If you are building this for biology class, this is a good time to figure all of this out. I am sure you will get tested on it!!!
Step 5: Build the Base and the Supports
Get a piece of scrap wood and drill two holes to support the copper wire. Sarah got some old house wire scraps and cut the insulation off for the side posts of the structure. Glue the wire into the wood if it looks like it needs it.
Step 6: Attach the DNA Strands
Electrify the sides by connecting the battery box. Solder the power to the base. Solder the strands in place as you build your DNA strand. Start rotating the strand as you build. The copper wire makes it easy to make a nice double helix!
Step 7: Start the Split
The last strand of the DNA contains the Helicase molecule instead of the Hydrogen bond. Use a (physically) larger 100 Ohm resistor to represent this molecule (Helicase). Then the next strand can be a split strand with no resistor and it does not light up. See and study the pictures.
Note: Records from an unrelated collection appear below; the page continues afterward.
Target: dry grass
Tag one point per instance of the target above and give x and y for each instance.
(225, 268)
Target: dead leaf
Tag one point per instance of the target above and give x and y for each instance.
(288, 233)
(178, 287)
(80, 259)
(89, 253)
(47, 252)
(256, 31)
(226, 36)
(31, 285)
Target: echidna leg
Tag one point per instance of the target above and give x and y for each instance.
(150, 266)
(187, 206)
After you have built about 6 to 8 strands going up you will want to split your model into two strands. Here is where you have to pay careful attention to what is positive and negative. You will need to cut a couple more pieces of thick copper wire for the 'other side' of the split pieces. It is important to look at the drawing to see where the power is on this circuit. You do not want to accidently short the battery + and - on the model. Sarah soldered two piece of white copper to jumper the outside + and - to the inside + and - of the split.
Step 8: Wire the Split
Continue wiring up the split, soldering and testing as you go. Soldering is fun, isn't it! Attach a big capacitor the the base of the split. This represents the splitting molecule, Polymerase. Keep bending the wire and shaping the DNA model as needed.
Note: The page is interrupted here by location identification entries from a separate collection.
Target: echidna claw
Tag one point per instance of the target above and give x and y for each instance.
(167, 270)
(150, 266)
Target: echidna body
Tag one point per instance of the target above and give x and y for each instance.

Step 9: Create the Legend and Finish!
Create the legend and glue it onto the block. Also use double stick tape to glue the battery holder to the wooden base. Finally use tape to create the sugar and phosphate groups up the side of the DNA model. Sarah used green and yellow electrical tape. This is your model, you can use whatever colors suit you best!
Finally, take your model into class and smile big! You just created something awesome!